Sentada frente al radiotelescopio que desde hace cincuenta y tres años se llama Antena Uno y que en pocos minutos pasará a llamarse Carlos M. Varsavsky, escucho las palabras del Dr. Gustavo Romero que, en tono coloquial, narra brevemente la historia del instituto y llega al evento que nos convoca: “Luego de muchos años en los que nuestras antenas no han tenido nombre, hemos decidido bautizar a los primeros radiotelescopios latinoamericanos. Se trata de un gesto de reconocimiento a los hombres que con enorme perseverancia y realizando una tarea titánica lograron sacar adelante estos proyectos. Es por eso que hemos decidido bautizar al radiotelescopio uno con el nombre de Carlos Varsavsky, en honor al primer director del Instituto Argentino de Radioastronomía y al radiotelescopio dos con el nombre de Esteban Bajaja en honor al científico bajo cuya dirección se logró poner en funcionamiento el segundo radiotelescopio”

Luego de que terminan las palabras de las autoridades, nos llaman a Amalia Bajaja y a mí al escenario. Descubren las placas con los respectivos nombres de nuestros padres y nos dan, a cada una, un diploma y una réplica en 3D de los radiotelescopios elaborada por el personal técnico del instituto.

Me acerco al micrófono, contengo las lágrimas y agradezco, agradezco por papá, sé cuánto amó al IAR, a su gente, al universo que se dejó ver y estudiar desde el hemisferio sur. Las investigaciones que lograron realizar le dieron la posibilidad de escribir los libros Astronomía elemental y Vida en el universo que, además de sus especulaciones sobre la posibilidad de vida en otros planetas y galaxias, contiene una dedicatoria inolvidable: “A Martín y Paula, dos seres de otro mundo”.

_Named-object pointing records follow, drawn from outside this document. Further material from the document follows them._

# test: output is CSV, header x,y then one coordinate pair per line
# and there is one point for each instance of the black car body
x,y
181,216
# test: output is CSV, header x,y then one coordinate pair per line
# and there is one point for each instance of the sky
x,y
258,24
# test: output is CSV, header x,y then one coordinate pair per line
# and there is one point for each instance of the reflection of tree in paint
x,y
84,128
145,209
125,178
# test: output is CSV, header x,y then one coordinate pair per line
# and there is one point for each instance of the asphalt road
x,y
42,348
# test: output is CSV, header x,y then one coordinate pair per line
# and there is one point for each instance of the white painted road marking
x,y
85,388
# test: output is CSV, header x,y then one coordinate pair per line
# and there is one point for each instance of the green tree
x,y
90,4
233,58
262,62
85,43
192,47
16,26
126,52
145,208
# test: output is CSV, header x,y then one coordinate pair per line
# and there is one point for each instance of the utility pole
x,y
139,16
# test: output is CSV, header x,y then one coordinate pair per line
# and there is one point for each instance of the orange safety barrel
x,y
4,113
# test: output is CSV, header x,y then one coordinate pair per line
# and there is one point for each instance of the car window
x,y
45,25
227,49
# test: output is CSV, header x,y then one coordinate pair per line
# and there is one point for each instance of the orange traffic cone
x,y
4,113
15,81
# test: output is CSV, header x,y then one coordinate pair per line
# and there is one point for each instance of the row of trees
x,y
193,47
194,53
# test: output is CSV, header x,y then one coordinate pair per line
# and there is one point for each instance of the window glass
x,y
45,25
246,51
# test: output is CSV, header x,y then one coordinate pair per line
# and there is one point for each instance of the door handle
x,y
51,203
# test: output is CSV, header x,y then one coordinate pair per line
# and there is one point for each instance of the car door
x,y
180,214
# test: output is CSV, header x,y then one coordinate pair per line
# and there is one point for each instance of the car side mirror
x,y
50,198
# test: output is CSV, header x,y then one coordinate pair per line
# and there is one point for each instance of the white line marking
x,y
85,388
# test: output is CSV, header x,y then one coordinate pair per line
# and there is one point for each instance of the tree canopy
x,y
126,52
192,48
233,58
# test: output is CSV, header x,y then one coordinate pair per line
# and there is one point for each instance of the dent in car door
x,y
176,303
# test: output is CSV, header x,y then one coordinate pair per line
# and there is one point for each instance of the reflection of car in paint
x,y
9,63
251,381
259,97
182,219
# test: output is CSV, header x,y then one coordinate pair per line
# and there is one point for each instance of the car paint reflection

La tormenta supo esperar a que terminara el acto, mientras caen gotas inmensas sobre nosotros, nos acercamos a una de las construcciones de una planta, ahora nos toca comer, brindar, conversar y distendernos.

Cuando deja de llover, camino hacia el auto que me está esperando para llevarme de vuelta a casa. Paso por el edificio principal, entro, ya no me parece gigantesco como cuando era chica. Recuerdo las palabras que papá me anotaba en el cuaderno gris de tapas duras para que copiara: TIERRA, LUNA, SOL, SATURNO, MARTE, JÚPITER, MERCURIO, PLUTÓN, NEPTUNO, URANO, VENUS, MAMÁ, PAPÁ, MARTÍN, PAULA. Sé que le debo al IAR el hecho de haber aprendido a escribir allí, siendo escritora y periodista, quedo eternamente agradecida.